30 Kasım 2011

Serçe Parmak

Yollarınız birçok yerde pas geçmiş meğer geç farkedersiniz. Yıllar sonra bir yerlerde karşılaşırsınız ,kaybettiğiniz yılların acısını çıkarır gibi anın tadını çıkarırsınız. Konuşmaya bile gerek olmaz orda olduğunu bilirsiniz.
Hata yapar önemli mi? Kimler yapmıyor ki  umursamazsınız dostluk karşındakini her hareketi ile tasvip etmek midir yoksa olduğu gibi kabul etmek mi ?Siz ikincisini seçersiniz , insanlara göğsünüzü  gere gere gösterirsiniz görmek istemeyenlerin inatla gözüne sokarsınız DOSTUM diye. Kendiniz gibi sanarsınız hep benden parça dersiniz. Sonra ...
Belki hata yapar farketmezsiniz ki bu iyi ihtimaldir düzeltilir ,belki sadece sıkılmıştır varlığınızdan telefonlarınıza cevap bulamazsınız, mesajların dönüşü buz...
Hiç aklınıza gelmez çocuk gibi kontrol etmek ama ansızın bir sabah biri sizi kendinize getirir.

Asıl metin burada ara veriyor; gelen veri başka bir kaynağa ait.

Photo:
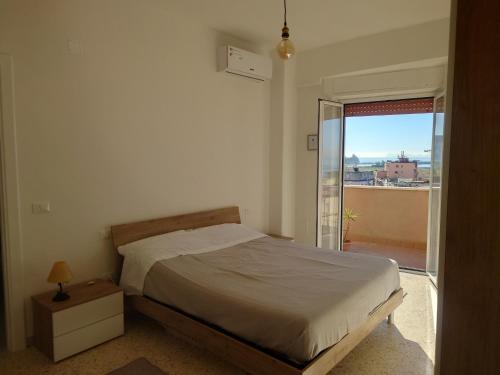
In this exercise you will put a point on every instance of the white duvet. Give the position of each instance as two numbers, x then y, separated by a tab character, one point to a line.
140	256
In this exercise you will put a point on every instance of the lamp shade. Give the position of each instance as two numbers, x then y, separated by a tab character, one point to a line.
60	273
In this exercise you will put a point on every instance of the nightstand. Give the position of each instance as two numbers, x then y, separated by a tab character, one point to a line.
93	315
280	237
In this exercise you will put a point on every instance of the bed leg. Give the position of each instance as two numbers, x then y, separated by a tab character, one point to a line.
390	318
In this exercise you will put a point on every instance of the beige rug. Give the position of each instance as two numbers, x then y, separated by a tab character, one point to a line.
140	366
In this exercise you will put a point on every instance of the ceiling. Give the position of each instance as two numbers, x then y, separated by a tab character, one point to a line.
312	23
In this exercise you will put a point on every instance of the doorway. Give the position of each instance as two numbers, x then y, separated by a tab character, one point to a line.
377	163
10	231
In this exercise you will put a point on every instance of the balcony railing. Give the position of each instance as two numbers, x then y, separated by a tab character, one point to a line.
392	221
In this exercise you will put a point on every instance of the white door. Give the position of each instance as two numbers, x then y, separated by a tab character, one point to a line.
330	163
435	188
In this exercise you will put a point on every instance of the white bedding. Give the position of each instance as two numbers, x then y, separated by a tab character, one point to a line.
140	256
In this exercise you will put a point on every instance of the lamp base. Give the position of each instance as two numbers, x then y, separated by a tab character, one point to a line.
60	296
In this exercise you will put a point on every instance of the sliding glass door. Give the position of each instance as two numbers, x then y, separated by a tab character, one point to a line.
435	188
330	162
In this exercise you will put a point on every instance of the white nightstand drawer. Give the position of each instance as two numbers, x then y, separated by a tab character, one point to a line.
87	337
79	316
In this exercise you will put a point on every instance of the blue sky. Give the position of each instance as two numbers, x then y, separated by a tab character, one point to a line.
383	137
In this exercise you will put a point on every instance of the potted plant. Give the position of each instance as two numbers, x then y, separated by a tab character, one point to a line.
349	217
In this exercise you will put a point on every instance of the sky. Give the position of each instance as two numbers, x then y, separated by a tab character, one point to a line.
384	137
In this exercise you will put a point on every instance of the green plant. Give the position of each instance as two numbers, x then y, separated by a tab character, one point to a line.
349	217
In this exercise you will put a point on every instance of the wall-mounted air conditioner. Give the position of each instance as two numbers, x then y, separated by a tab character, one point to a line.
237	61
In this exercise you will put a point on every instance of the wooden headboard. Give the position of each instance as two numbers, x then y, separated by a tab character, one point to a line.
126	233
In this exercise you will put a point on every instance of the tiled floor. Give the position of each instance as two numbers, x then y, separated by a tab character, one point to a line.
405	256
407	347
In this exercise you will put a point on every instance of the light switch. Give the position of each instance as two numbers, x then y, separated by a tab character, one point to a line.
40	207
312	142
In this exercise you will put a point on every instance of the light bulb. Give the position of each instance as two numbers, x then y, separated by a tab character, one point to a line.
285	49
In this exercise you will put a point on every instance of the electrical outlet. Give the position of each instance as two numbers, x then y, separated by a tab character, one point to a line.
40	207
105	233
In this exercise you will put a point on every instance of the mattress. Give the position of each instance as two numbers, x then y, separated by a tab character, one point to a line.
291	299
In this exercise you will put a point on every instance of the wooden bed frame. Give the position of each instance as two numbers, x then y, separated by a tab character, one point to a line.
230	348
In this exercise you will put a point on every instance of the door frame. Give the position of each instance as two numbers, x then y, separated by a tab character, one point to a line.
341	172
11	244
434	279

Bir telefon alırsınız ,şok bir ses -damla ... bizi facebookdan silmiş. Yok dersiniz ilk saçmalama kapatmıştır kız facebookunu ne alaka çocukmuyuz silecek falan bizi . Aksini düşünmek istemezsiniz. En çok sırtını dönmüş olması üzer sizi keşke kızıp bağırsa ,küfretse haykırsa diye düşünürsünüz. İç ses : demek ki bağıracak kadar bile değerli değilsin der. Ama çok saçma der dış ses.
Saçmadır çünkü; dostsunuzdur
Saçmadır çünkü; ortada görünen bir sebep yoktur.
Saçmadır çünkü, birşeye kızdıysa bunu size söyleyecek kadar dostsunuzdur Ve
Saçmadır çünkü ; hayatınızda sadece 2 insanın omzunda ağlamışsınızdır biri O dur.

SONRA ;serçe parmağınız sızlar . Sahi sizin de çok üzülünce serçe parmağınız sızlar mı ?

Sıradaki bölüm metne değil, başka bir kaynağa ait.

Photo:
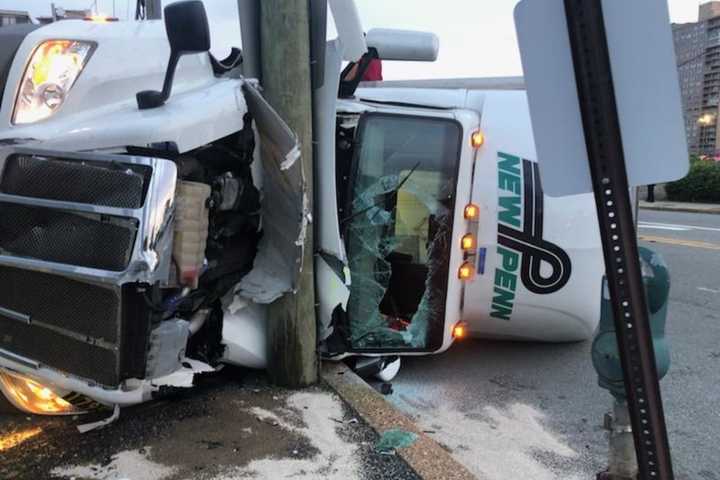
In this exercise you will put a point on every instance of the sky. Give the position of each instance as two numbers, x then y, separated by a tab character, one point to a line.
477	37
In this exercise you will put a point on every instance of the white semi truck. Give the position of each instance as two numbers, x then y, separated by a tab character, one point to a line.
143	233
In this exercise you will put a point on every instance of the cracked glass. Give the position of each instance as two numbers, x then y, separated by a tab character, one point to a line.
398	230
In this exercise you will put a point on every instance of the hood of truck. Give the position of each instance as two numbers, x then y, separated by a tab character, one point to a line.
100	110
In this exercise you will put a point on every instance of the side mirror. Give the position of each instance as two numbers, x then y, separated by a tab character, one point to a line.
188	32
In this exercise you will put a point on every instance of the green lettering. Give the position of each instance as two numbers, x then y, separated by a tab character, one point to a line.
509	182
505	280
510	259
501	313
503	298
510	211
509	163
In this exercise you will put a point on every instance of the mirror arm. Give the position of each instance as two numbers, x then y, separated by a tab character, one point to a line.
149	99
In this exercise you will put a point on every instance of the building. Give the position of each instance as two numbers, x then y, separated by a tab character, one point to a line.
697	47
11	17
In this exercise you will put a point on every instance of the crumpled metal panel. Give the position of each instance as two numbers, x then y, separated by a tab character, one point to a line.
285	206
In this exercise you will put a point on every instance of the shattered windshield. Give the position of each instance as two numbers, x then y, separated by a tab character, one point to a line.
398	230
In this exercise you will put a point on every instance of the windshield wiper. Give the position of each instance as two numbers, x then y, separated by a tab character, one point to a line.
384	199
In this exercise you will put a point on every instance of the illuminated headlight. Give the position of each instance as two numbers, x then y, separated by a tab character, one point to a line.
31	397
52	71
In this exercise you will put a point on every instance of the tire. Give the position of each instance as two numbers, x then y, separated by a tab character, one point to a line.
390	371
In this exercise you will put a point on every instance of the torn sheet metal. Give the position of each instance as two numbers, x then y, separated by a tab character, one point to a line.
184	377
285	206
89	427
328	239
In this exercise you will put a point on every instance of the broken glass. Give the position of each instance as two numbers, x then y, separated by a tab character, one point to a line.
399	230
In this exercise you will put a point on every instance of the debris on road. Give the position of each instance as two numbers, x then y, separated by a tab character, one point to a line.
395	439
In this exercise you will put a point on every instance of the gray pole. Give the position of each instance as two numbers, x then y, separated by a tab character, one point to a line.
153	9
285	67
249	11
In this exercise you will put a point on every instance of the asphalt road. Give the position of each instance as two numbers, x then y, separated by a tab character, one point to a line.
232	426
512	411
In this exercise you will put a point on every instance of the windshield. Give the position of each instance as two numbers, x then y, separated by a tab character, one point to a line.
398	230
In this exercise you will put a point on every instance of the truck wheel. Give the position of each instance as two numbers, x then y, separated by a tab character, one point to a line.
390	371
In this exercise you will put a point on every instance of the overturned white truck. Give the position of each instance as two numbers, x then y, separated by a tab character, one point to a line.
143	232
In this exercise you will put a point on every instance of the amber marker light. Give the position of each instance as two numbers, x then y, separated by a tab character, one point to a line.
12	440
467	271
472	212
460	331
477	139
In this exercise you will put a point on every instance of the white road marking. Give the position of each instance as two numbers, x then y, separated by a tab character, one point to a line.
709	290
679	228
663	227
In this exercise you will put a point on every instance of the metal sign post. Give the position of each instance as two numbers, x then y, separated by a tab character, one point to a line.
606	111
606	157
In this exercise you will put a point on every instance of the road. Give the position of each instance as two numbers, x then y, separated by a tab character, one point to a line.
232	426
524	411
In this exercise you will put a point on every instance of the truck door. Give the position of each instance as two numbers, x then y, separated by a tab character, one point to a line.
397	225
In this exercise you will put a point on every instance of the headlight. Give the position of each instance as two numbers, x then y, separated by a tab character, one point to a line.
52	71
31	397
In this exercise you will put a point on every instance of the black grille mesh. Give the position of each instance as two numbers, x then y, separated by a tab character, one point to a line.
111	185
67	317
81	307
64	237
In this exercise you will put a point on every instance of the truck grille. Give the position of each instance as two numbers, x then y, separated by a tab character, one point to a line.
108	185
82	237
73	238
70	325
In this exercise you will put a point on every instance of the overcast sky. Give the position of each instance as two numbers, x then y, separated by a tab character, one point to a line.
477	37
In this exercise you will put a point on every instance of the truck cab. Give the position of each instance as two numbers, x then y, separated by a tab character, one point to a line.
141	244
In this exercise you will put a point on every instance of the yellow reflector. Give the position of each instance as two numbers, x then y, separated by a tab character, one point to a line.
468	242
477	139
12	440
467	271
460	330
472	212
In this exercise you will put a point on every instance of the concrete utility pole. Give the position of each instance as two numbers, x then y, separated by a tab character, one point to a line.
285	66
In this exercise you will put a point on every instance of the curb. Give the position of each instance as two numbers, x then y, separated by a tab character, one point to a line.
681	208
429	460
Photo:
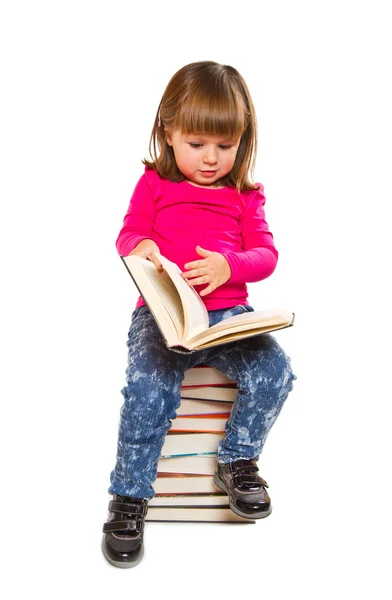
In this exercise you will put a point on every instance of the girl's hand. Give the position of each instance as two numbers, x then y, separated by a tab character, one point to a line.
213	269
145	249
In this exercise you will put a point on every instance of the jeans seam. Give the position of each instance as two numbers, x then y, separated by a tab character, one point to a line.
229	435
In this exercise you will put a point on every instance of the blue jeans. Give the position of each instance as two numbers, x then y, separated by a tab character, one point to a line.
152	395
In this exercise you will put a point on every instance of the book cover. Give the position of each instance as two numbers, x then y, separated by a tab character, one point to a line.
201	423
194	407
180	312
196	464
210	392
184	483
206	514
188	444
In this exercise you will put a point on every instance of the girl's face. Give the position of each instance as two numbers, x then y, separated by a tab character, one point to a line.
203	159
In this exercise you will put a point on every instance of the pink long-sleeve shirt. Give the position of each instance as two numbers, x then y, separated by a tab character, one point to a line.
180	216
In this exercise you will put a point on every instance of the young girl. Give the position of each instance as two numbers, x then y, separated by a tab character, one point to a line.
196	205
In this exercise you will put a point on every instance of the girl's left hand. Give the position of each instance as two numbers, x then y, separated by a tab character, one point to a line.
213	269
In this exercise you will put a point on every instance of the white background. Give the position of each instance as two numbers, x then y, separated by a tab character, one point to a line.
81	82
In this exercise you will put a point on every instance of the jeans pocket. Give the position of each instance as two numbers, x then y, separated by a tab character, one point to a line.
244	308
138	312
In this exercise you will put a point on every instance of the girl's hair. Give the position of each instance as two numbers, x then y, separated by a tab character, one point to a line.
211	99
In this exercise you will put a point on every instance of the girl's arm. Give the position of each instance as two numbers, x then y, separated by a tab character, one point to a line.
138	221
259	257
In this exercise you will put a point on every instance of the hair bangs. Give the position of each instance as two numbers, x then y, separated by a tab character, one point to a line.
211	114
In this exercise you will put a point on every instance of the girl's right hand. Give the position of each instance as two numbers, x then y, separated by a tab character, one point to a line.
145	249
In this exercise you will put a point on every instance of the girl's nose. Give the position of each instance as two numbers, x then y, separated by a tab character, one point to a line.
210	155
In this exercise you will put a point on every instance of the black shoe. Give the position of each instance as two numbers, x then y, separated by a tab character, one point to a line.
245	488
122	543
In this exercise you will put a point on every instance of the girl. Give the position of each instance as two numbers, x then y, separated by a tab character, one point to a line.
196	205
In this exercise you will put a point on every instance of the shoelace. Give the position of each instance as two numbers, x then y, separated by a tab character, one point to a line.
246	478
131	516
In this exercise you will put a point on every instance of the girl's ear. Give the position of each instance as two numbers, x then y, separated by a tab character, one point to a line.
168	135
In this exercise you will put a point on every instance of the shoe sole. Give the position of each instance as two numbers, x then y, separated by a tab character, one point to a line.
260	515
121	564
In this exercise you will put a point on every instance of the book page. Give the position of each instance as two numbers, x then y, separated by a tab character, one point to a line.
195	313
160	296
252	323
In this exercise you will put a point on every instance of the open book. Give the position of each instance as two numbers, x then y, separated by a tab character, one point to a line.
180	312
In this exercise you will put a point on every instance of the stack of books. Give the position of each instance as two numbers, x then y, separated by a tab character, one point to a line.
184	488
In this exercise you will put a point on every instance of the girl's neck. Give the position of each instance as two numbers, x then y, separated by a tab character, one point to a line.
205	187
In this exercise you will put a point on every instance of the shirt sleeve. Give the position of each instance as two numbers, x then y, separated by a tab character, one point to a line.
137	225
259	257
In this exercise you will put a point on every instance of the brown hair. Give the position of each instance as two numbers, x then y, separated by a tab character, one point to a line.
211	99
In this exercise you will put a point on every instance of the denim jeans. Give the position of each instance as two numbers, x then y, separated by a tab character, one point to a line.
152	395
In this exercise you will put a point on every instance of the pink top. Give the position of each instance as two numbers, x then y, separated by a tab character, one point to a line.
180	216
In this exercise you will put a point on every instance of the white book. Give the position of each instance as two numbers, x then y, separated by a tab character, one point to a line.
199	423
206	514
180	312
183	483
210	392
189	500
190	443
202	407
200	465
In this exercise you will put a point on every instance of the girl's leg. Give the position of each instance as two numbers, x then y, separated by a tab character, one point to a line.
264	378
151	397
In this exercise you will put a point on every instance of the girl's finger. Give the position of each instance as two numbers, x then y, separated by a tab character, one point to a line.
197	280
207	290
194	273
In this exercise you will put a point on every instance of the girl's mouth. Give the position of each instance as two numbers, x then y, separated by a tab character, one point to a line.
208	173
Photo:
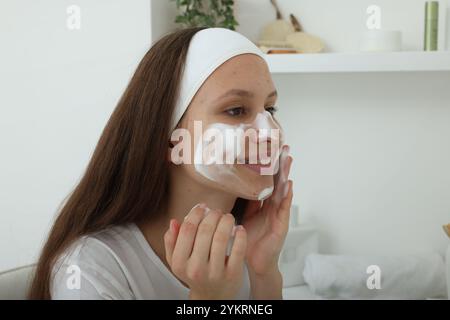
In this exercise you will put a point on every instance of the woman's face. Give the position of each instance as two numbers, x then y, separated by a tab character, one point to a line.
239	95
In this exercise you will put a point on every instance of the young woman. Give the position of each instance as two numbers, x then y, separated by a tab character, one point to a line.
139	226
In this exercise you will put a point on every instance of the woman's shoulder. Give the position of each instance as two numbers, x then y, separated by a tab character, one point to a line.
94	267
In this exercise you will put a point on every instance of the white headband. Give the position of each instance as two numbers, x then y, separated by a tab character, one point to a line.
208	49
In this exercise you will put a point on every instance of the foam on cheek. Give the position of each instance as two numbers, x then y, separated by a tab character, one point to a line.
217	163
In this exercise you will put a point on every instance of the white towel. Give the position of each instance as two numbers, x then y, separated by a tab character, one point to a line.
401	277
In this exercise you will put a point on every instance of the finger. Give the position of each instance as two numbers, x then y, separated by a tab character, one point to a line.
238	251
220	243
253	207
170	238
204	237
186	236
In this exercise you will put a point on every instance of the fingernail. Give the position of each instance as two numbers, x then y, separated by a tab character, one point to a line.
233	231
207	210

Not :Aradım bu boşluğun fotoğrafını bulamadım.Affedin bu seferlik okuyan varsa tabi ....

Okumanız Yararınızadır ,yoksa zararınıza mı?

Şimdi tam upuzun bir yazı yazmaya başlarken aklıma geldi UNO Çikoluno. Geçen Pazar bizim markette gördüm dedim bu ne acep ? E malum kadınlık psikolojisi için de çikolata olan herşey hayatımıza 1-0 önde giriyor :))
Neyse efenim aldık ,denedik,sevdik. Beslenmemize de koyduk ki en çok bu yönünü sevdim o kadar zorlanıyorum ki hergün beslenme konusunda . Arada tembellik yapmak isteyen annelere bire bir. Bir de üşenmemişler paketlemişler tek tek öyle koca paketi açtım bayatladı derdi de yok.
Uno reklamı gibi oldu bu ama neyse vallahi canlar aklımdan geçenlerdi ,annelere kaçış yolu olsun dedim.
Tavsiye edilir.

24 Kasım 2011

Öğretmenler günü şerefine tekrar

30 kişilik bir sınıf... Tüm öğrenciler heyecan içinde lise sıralarında ki ilk günleri. Hepsi tüm sene çalışmış girdikleri sınav ile kazanmışlar bu okulu . Ama Milli Eğitime yetmemiş yetermi üzerine Ağustos sıcağında mülakata girip elemelerden geçmişler.
Kimisi o günlerden aşina birbirine. Kimileri sudan çıkmış balık gibi bakınıyor etrafa hala. Sınıfın camı bahçeye bakıyor. Güneşli bir Eylül günü güneş tüm sınıfta. Herkesde bir umut herşey güzel olacak ,sırada tanışacakları öğretmenlerini bekliyorlar.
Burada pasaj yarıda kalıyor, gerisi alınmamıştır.